Under the University Patent Licenses, the Company paid a license issue fee,
is obligated to pay royalties on net sales by Ixion or its sublicensees of
licensed products or licensed processes, and must reimburse UFRFI for patent
costs incurred in prosecuting the patent applications. There are no minimum
annual royalties. The Company is also obliged to obtain product liability
insurance prior to the sale for commercial purposes of licensed products. There
is no assurance that the Company will be able to obtain such insurance on
reasonable terms. See "Risk Factors - Risk of Product Liability Insurance."

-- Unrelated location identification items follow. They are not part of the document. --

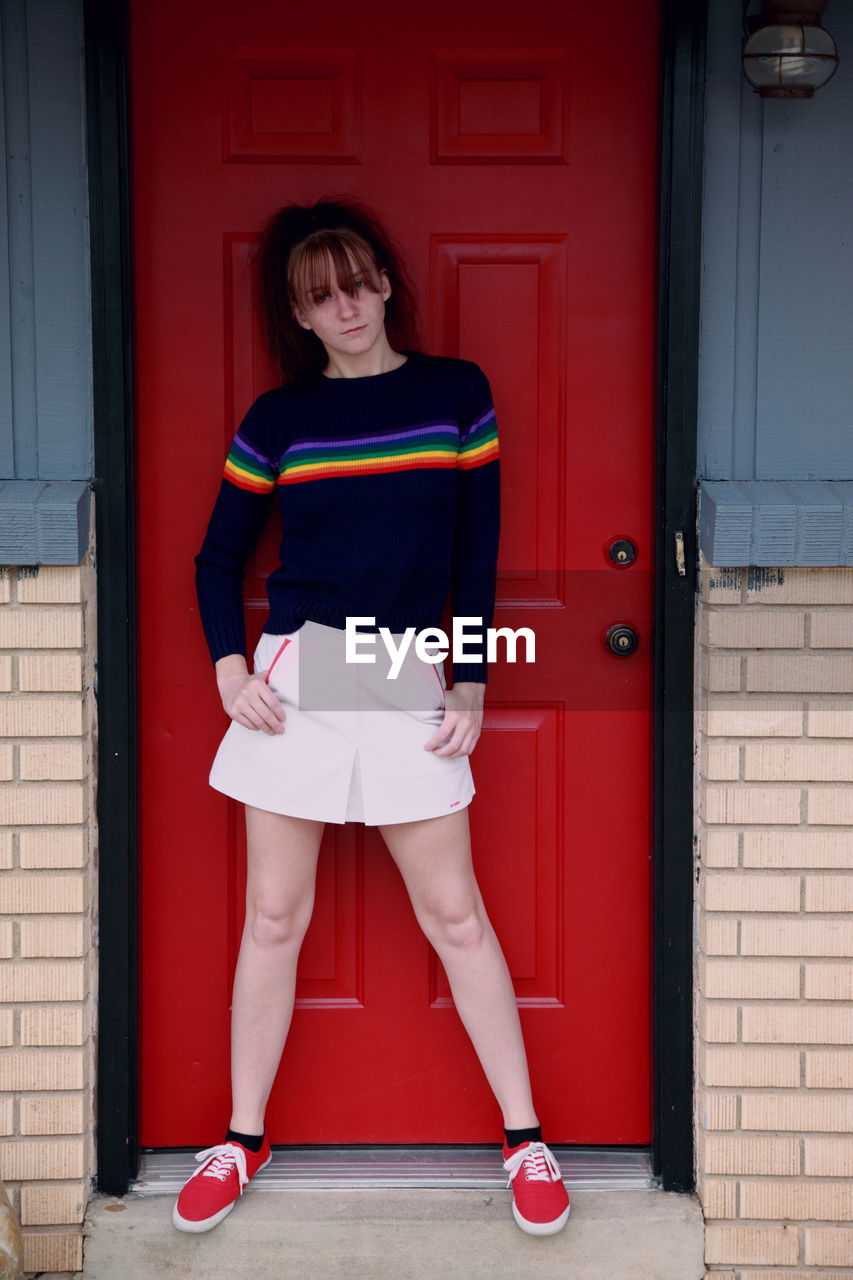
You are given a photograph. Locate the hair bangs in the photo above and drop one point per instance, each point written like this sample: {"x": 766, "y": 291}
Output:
{"x": 331, "y": 255}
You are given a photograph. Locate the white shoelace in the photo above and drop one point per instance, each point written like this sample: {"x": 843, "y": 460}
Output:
{"x": 227, "y": 1156}
{"x": 541, "y": 1165}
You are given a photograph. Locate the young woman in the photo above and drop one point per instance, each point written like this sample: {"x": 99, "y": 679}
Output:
{"x": 386, "y": 464}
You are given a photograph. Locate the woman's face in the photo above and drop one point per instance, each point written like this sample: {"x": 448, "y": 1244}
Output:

A number of pharmaceutical companies, biotechnology companies, universities
and research institutions, and individuals have filed patent applications or
received patents to technologies that are similar to the technologies licensed
by the Company. The Company is aware of certain patent applications previously
filed by and patents already issued to others that could conflict with patents
or patent applications licensed to the Company, either by claiming the same
methods or compounds or by claiming methods or compounds that could dominate
those licensed to the Company. In addition, there can be no assurance that the
Company is aware of all patents or patent applications that may materially
affect the Company's ability to make, use, or sell any products. United States
patent applications are confidential while pending in the United States Patent
and Trademark Office ("PTO"), and patent applications filed in foreign countries
are often first published six months or more after filing. Any conflicts
resulting from third party patent applications and patents could significantly
reduce the coverage of the patents or patent applications licensed to the
Company and limit the ability of the Company to obtain meaningful patent
protection. If patents are issued to other companies that contain competitive or
conflicting claims, the Company may be required to obtain licenses to these
patents or to develop or obtain alternative technology. There can be no
assurance that the Company will be able to obtain any such license on acceptable
terms or at all. If such licenses are not obtained, the Company could be delayed
in or prevented from the development or commercialization of its product
candidates, which would have a material adverse effect on the Company.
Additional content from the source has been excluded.